When Van Halen’s debut album “Van Halen” was released in February of 1978, Eddie’s guitar solo “Eruption” easily became one of the most iconic guitar solos to any aspiring guitarist and in rock music in general. It changed the whole foundation of what a guitarist could play and shaped hard rock. No one could comprehend how he was playing that fast, but it turned out Eddie was playing with two hands, called the two-hand tapping technique that many professional guitarists credit him for popularizing. While guitarists like Jimmy Page played one-handed in songs like “Heartbreaker”, Van Halen said “I thought, ‘I can play like that, and you wouldn’t know if I was using this finger or this one.’ But you just move it around and it’s like, ‘You’ve got one big hand there, buddy. That’s a hell of a spread.’”
Eddie Van Halen was born in the Netherlands in 1955 to a musical family. His father Jan van Halen was a Dutch jazz pianist, clarinetist, and saxophonist and at an early age signed him and his brother Alex Van Halen up for piano lessons once they relocated to Pasadena, California. Like playing the piano, Eddie used his piano lessons in approach when learning the guitar, playing both hands. His brother Alex, drummer of Van Halen, told him to play backward before they were signed and released their first album, so people wouldn’t mimic what made Eddie famous.

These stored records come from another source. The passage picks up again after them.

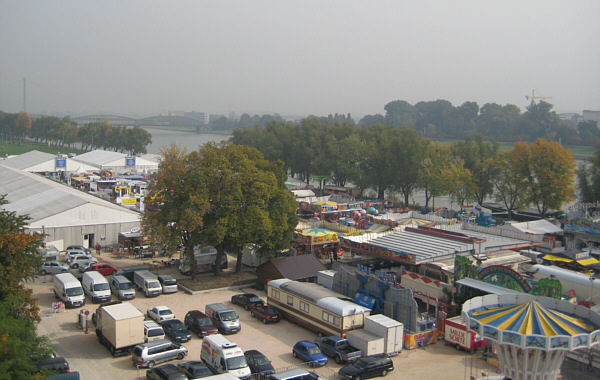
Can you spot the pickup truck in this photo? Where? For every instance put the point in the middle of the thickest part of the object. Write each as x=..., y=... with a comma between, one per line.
x=338, y=348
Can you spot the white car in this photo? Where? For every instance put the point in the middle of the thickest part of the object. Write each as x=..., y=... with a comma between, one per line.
x=160, y=313
x=82, y=261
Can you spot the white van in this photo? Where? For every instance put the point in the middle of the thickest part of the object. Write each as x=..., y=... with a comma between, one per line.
x=147, y=282
x=68, y=289
x=222, y=355
x=122, y=287
x=95, y=286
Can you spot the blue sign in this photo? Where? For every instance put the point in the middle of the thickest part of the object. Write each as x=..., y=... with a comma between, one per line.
x=61, y=162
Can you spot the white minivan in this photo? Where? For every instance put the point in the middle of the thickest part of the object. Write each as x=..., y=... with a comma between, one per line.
x=68, y=289
x=95, y=286
x=222, y=355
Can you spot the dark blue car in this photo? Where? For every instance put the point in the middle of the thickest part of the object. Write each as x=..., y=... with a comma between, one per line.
x=309, y=352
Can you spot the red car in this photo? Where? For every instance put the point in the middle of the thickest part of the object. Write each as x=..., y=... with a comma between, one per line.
x=104, y=269
x=267, y=314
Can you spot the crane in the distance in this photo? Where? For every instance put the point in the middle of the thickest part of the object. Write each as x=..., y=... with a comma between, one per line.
x=533, y=97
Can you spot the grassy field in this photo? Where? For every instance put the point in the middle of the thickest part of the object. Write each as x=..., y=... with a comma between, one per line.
x=9, y=148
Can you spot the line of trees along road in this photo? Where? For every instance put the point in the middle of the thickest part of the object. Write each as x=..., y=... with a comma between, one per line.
x=387, y=158
x=63, y=131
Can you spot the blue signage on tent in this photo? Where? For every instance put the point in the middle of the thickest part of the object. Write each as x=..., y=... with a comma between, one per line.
x=61, y=162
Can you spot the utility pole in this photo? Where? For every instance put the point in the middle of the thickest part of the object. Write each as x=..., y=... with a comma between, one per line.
x=24, y=94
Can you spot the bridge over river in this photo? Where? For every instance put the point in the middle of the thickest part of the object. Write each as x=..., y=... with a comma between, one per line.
x=153, y=121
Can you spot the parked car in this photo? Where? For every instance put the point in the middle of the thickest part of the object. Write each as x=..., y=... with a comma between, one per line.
x=53, y=267
x=160, y=313
x=79, y=248
x=75, y=252
x=82, y=261
x=309, y=352
x=199, y=323
x=258, y=362
x=104, y=269
x=153, y=331
x=148, y=354
x=176, y=331
x=55, y=365
x=247, y=300
x=166, y=372
x=267, y=314
x=368, y=366
x=195, y=369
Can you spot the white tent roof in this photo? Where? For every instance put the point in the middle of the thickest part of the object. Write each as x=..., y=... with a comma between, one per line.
x=536, y=227
x=49, y=203
x=35, y=161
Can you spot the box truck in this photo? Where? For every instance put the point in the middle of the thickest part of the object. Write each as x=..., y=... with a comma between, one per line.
x=119, y=326
x=457, y=334
x=391, y=330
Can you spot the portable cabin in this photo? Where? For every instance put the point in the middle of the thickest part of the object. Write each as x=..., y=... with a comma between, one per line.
x=317, y=308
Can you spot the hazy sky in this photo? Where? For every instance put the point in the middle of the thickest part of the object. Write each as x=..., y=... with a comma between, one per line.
x=295, y=57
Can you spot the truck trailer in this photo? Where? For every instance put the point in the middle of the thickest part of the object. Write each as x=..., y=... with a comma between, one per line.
x=119, y=326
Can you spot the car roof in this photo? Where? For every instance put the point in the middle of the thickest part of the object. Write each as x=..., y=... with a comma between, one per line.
x=253, y=353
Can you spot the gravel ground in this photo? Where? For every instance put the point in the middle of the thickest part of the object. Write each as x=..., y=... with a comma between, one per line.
x=93, y=360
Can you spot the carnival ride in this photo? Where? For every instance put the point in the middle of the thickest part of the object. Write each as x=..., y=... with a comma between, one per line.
x=531, y=335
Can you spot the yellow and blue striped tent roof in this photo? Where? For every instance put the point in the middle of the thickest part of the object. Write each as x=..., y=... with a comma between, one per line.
x=531, y=318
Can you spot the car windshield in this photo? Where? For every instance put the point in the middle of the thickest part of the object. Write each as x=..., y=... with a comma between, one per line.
x=228, y=316
x=236, y=363
x=360, y=364
x=103, y=286
x=71, y=292
x=261, y=360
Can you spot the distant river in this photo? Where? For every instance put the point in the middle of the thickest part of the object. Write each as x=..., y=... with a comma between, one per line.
x=188, y=140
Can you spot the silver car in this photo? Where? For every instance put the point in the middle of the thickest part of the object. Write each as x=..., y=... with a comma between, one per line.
x=53, y=267
x=149, y=354
x=82, y=261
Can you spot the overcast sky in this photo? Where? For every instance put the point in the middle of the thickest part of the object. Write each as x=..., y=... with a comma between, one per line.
x=294, y=57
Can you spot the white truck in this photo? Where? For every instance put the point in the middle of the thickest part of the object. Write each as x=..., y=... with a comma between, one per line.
x=391, y=330
x=222, y=355
x=119, y=326
x=147, y=282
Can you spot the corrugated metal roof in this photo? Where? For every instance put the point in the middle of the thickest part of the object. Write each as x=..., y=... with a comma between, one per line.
x=27, y=160
x=99, y=157
x=40, y=198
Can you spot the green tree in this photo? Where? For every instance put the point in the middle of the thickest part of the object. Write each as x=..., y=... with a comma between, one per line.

The “Van Halen” album came at a time when disco music was the most popular genre and if not disco, punk music. Rock music artists like the Rolling Stones and Led Zeppelin were touring and still creating music, but rock was transforming into a ton of subgenres. A lot of artists at the time had to adapt to where the 70s music was headed, which is why this album was even more surprising when it was released. Hard rock musicians like AC/DC and Motörhead were gritty and the slower, more masculine sounding Deep Purple were well into their music careers and were the definitive opposite of the disco artists ABBA and Bee Gees, they were loud and played hard. Van Halen didn’t only play hard but they played fast and were on a new level of energetic.
With the number of different genres, there were many different guitarists to idolize at the time. Punk fans admired the Sex Pistols’ Johnny Rotten and the Ramones’ Johnny Ramone. Classic rock fans admired Eric Clapton and Jimmy Page. While the guitar was proficient in every rock song in the 70s, Eddie Van Halen peaked in right at the end and made a name for himself right off the bat, fitting himself into the list of one of the greatest guitarists of all time.

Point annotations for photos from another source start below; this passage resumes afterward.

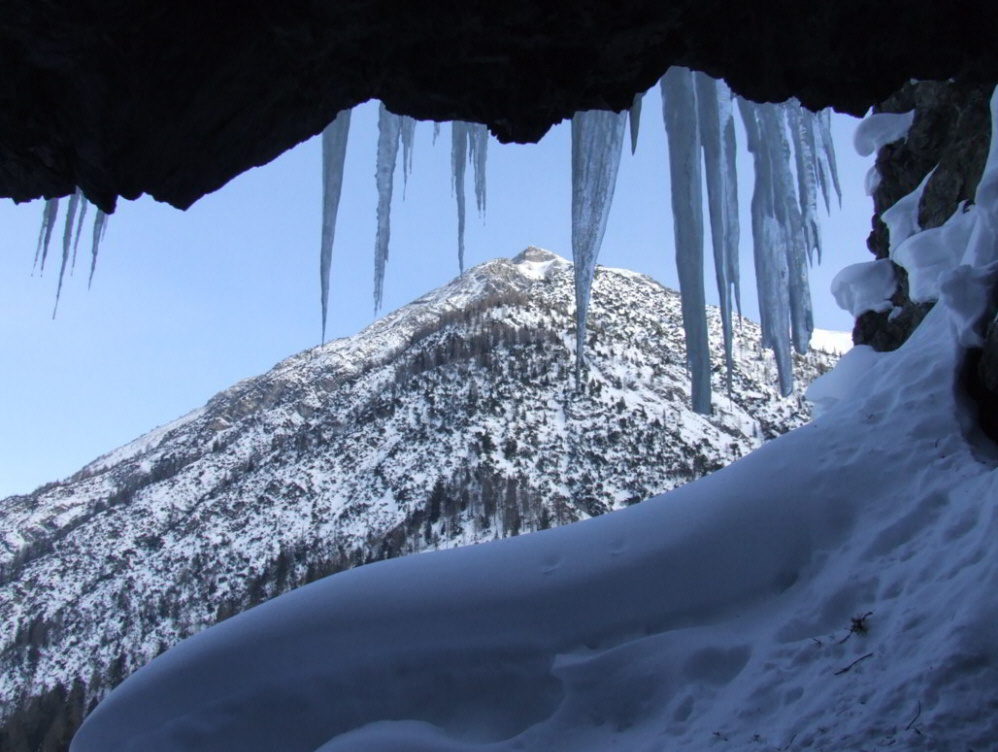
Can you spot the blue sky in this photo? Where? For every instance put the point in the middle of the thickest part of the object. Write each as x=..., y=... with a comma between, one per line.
x=184, y=304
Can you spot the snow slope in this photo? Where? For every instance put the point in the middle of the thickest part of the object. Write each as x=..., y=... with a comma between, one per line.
x=837, y=589
x=452, y=421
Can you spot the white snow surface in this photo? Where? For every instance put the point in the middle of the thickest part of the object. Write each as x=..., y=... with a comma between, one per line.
x=830, y=341
x=837, y=589
x=867, y=286
x=880, y=129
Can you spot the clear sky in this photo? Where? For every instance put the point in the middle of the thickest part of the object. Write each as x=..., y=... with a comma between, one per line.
x=184, y=304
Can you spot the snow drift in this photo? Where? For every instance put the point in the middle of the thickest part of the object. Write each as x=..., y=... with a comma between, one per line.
x=836, y=589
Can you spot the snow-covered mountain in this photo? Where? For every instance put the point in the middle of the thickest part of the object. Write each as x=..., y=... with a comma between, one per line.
x=454, y=420
x=837, y=589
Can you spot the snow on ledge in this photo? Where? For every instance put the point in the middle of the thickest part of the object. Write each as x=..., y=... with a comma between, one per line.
x=879, y=129
x=867, y=286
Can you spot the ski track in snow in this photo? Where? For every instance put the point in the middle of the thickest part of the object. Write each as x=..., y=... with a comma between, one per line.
x=180, y=521
x=837, y=589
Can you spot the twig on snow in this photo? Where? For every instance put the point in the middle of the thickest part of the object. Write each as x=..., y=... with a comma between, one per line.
x=850, y=666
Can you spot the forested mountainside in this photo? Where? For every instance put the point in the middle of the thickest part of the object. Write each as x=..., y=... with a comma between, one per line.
x=454, y=420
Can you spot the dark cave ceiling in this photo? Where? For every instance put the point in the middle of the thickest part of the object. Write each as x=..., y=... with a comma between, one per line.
x=129, y=97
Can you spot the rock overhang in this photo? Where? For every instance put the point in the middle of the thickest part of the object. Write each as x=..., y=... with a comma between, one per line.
x=129, y=98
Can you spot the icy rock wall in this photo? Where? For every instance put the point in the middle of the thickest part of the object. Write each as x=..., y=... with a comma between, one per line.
x=949, y=137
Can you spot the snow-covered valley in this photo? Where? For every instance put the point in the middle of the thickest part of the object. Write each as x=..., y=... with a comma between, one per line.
x=451, y=422
x=835, y=589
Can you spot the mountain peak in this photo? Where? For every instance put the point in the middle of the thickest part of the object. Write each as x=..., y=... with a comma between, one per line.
x=537, y=263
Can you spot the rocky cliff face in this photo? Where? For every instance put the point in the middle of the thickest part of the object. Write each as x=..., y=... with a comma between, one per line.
x=949, y=137
x=452, y=421
x=123, y=99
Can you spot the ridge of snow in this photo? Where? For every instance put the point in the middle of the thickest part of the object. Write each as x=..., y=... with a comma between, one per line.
x=835, y=589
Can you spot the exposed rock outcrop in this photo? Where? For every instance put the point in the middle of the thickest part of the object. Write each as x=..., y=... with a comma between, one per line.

His guitar playing changed the game for future hard rock guitarists. The band Extreme’s lead guitarist Nuno Bettencourt praises van Halen saying this type of playing was so “alien” to him. He influenced an entirely new generation of rock music, especially hard rock that came out in the 80s. Zakk Wylde, Ozzy Osbourne’s lead guitarist, also recounts that he couldn’t believe the sound was a guitar when he initially heard it.

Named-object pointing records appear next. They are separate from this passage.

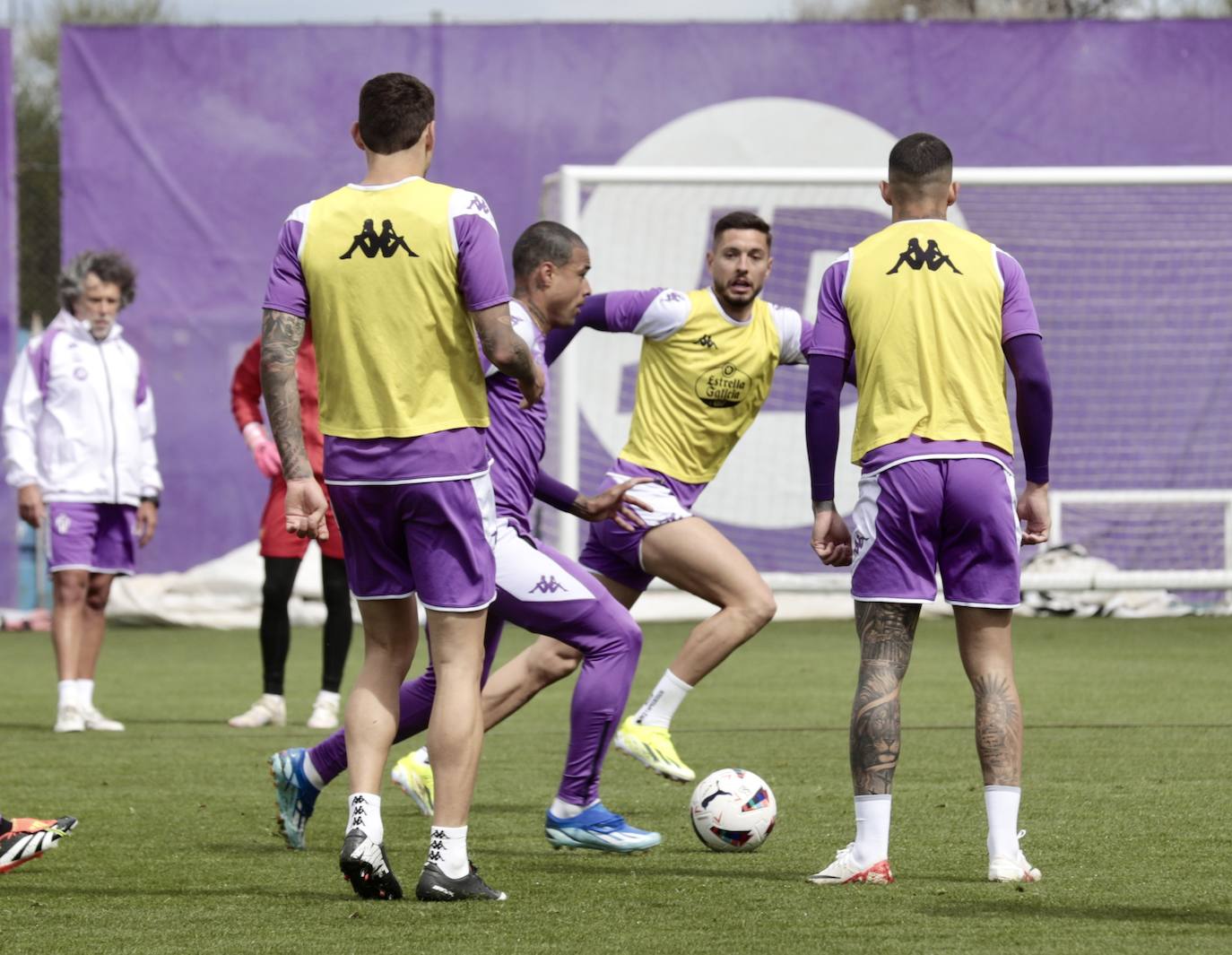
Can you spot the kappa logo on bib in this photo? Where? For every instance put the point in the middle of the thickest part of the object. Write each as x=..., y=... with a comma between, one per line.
x=371, y=244
x=722, y=387
x=918, y=257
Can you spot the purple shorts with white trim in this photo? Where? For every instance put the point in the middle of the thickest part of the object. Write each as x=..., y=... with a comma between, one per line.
x=432, y=539
x=95, y=537
x=922, y=516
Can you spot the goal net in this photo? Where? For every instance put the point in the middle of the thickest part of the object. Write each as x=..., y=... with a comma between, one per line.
x=1132, y=273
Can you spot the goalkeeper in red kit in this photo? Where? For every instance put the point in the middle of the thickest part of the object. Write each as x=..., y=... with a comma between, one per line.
x=282, y=552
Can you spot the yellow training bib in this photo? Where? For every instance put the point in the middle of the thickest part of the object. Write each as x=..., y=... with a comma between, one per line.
x=924, y=302
x=701, y=388
x=395, y=348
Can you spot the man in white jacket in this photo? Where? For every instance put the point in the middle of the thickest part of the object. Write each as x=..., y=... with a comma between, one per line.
x=79, y=448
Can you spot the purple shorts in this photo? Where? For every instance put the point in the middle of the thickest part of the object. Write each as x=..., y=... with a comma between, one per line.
x=96, y=537
x=431, y=539
x=615, y=552
x=954, y=514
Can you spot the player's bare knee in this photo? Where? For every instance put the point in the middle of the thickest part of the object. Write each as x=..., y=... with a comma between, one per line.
x=69, y=589
x=759, y=609
x=96, y=598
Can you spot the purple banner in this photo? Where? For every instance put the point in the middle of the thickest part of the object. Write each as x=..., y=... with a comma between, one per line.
x=7, y=300
x=187, y=147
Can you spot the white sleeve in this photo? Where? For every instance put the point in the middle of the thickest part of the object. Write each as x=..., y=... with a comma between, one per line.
x=794, y=334
x=664, y=316
x=22, y=408
x=152, y=481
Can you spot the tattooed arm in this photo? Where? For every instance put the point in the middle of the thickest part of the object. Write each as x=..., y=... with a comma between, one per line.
x=306, y=504
x=281, y=335
x=886, y=634
x=508, y=352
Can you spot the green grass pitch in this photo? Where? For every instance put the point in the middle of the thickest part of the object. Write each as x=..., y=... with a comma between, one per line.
x=1126, y=800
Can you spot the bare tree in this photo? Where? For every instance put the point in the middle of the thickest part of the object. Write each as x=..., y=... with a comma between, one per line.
x=37, y=104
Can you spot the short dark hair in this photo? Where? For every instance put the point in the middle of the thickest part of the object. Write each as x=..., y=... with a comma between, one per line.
x=921, y=157
x=544, y=242
x=742, y=220
x=395, y=109
x=111, y=266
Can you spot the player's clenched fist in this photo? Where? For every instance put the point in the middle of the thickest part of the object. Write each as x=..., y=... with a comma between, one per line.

Eddie makes every song he is in memorable and when I look back at any song with him on guitar, I will remember the song by him absolutely shredding. The “Thriller” album very much reminded me of Jackson’s “Off The Wall” still consisting of that disco and soul sound that was the 70s but I felt that carried through into his second album produced by Quincy Jones. When Jones called Van Halen up and got him in the studio, Jones told him to do “anything he wanted”. Van Halen joked saying that he should be careful telling him to do anything he wanted. As he listened to “Beat It” the first time he changed up the song and improvised two guitar solos. When the record came out he was not credited as the guitarist and did not appear in the music video. He said after the song was released he went into a record store and saw a group of teenagers listening to the song and they said “Listen to this guy trying to sound like Eddie Van Halen”. Even his bandmates didn’t know he had agreed to play guitar for Jackson, making excuses as to why he did not bring it up to them.
Eddie was someone who took guitar to the next level when guitar was branching out in all genres when guitar solos became less necessary to be commercially successful within a band’s album. I know a few years down the line when I think about Eddie Van Halen again I will go straight to Youtube and look up him playing “Eruption” with that grin on his face, making history.